Se os argumentos não tiverem sido convincentes, rogamos que a banca examinadora acompanhe o entendimento dos próprios examinadores do CESPE.
 
A seguir, vejamos a sentença da prova de Juiz Federal TRF 2ª Região, realizada pelo CESPE no ano de 2012 (questão de nº 76):
 
Conforme o entendimento do STF, o TCU, embora não tenha poder para anular ou sustar contratos administrativos, possui competência, consoante disposto na CF, para determinar à autoridade administrativa que promova a anulação de contrato e, se for o caso, a da licitação de que este se tenha originado“.
 
Por acaso, a sentença tem idêntica redação. E, claro, o gabarito preliminar foi CERTO. Ocorre que a questão foi ANULADA! A seguir, as razões de justificativa que levaram à anulação:
 
QUESTÃO: 76 PARECER: ANULADA JUSTIFICATIVA: O assunto tratado na questão é polêmico no âmbito da doutrina e da jurisprudência.

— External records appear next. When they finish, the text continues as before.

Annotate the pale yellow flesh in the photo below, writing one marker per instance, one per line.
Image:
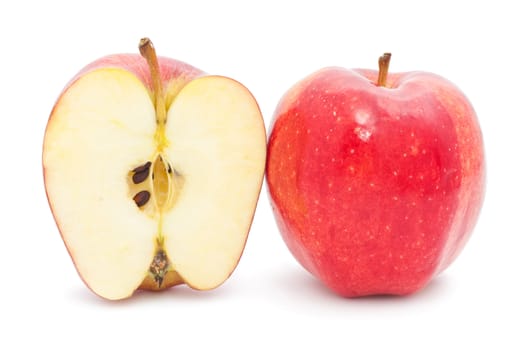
(103, 127)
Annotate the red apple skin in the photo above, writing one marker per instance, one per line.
(171, 71)
(375, 190)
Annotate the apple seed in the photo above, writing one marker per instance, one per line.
(141, 173)
(141, 198)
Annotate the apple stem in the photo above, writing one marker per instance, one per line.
(147, 50)
(384, 62)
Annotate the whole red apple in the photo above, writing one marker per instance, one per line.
(376, 179)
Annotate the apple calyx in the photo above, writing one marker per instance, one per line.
(155, 184)
(384, 62)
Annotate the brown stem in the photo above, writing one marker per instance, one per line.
(147, 50)
(384, 61)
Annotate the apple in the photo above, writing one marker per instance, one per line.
(153, 171)
(376, 180)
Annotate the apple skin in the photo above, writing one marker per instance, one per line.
(174, 75)
(375, 190)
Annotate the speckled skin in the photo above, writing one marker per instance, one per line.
(375, 189)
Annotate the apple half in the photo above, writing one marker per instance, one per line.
(153, 172)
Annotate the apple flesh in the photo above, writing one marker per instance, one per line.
(376, 187)
(152, 171)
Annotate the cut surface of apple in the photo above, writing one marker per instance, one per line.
(143, 202)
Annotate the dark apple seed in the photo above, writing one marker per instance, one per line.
(141, 198)
(141, 173)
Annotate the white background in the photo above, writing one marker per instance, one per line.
(270, 301)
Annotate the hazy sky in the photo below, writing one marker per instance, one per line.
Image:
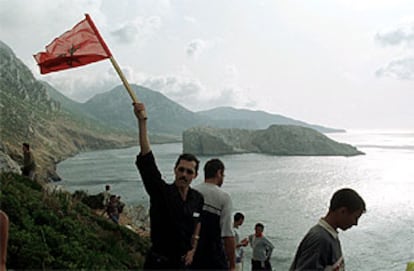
(340, 63)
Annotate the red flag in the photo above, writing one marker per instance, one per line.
(77, 47)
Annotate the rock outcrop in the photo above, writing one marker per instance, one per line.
(275, 140)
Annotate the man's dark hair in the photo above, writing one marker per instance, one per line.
(187, 157)
(260, 225)
(238, 216)
(347, 198)
(211, 167)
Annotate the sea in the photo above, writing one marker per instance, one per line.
(288, 194)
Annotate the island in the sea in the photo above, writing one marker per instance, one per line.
(275, 140)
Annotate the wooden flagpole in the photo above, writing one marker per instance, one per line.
(113, 61)
(124, 81)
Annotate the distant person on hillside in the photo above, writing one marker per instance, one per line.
(4, 236)
(174, 208)
(29, 165)
(262, 249)
(320, 249)
(106, 195)
(238, 220)
(216, 248)
(121, 205)
(112, 209)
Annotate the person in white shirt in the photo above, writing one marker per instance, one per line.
(238, 220)
(262, 249)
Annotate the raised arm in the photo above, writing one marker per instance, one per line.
(140, 114)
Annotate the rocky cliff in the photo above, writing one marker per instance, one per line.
(29, 114)
(275, 140)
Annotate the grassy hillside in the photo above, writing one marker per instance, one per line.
(55, 230)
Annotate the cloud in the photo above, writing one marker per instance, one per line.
(400, 69)
(83, 83)
(402, 34)
(139, 29)
(195, 47)
(194, 95)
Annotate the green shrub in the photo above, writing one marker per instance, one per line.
(57, 231)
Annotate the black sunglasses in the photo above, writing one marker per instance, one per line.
(187, 170)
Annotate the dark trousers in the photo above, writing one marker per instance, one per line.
(257, 265)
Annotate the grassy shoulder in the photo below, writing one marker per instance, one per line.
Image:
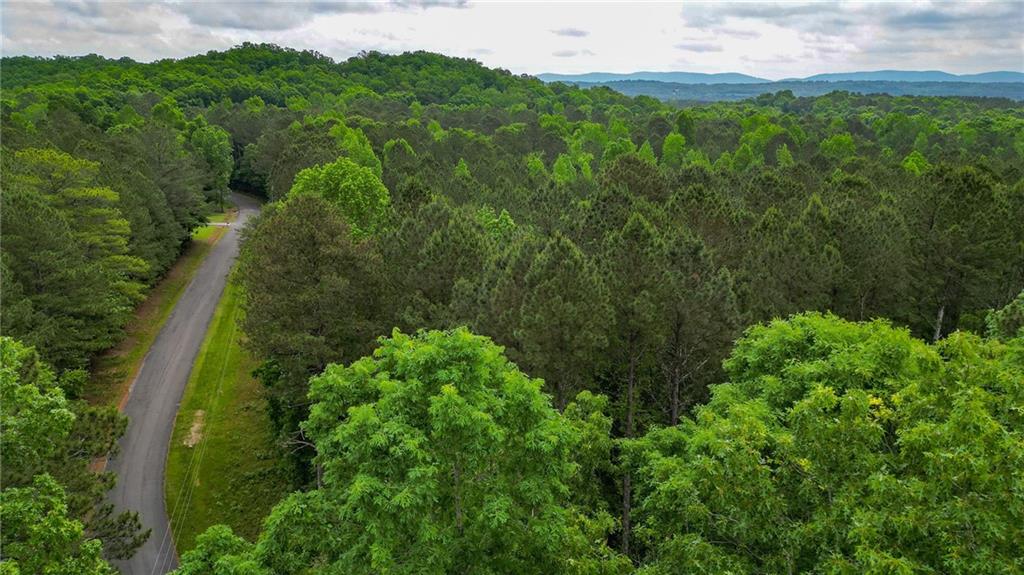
(114, 370)
(223, 465)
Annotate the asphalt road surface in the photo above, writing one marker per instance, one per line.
(156, 393)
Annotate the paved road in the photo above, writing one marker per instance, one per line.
(154, 399)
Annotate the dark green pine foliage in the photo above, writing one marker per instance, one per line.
(962, 240)
(62, 304)
(311, 297)
(701, 319)
(634, 259)
(564, 318)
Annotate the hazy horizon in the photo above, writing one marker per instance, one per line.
(769, 41)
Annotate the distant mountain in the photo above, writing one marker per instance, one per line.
(671, 91)
(912, 76)
(674, 77)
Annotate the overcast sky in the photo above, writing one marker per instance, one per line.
(770, 40)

Por esse motivo, opta-se pela anulação da questão.
 
Diante do exposto, o candidato requer a costumeira prudência da banca examinadora, para que, assim, promova a anulação da questão de nº 67, considerando a possibilidade constitucional e regimental de o TC sustar contratos, e, com mais razão, o entendimento da própria banca examinadora do CESPE que considerou o tema polêmico na doutrina e jurisprudência, e decidiu pela anulação da sentença.
 
Observação: este recurso já foi protocolado por outras pessoas, porém, com termos distintos. Portanto, se você também o quesito, é imposto a você MODIFICAR a redação, para não ver indeferido o recurso sem qualquer análise.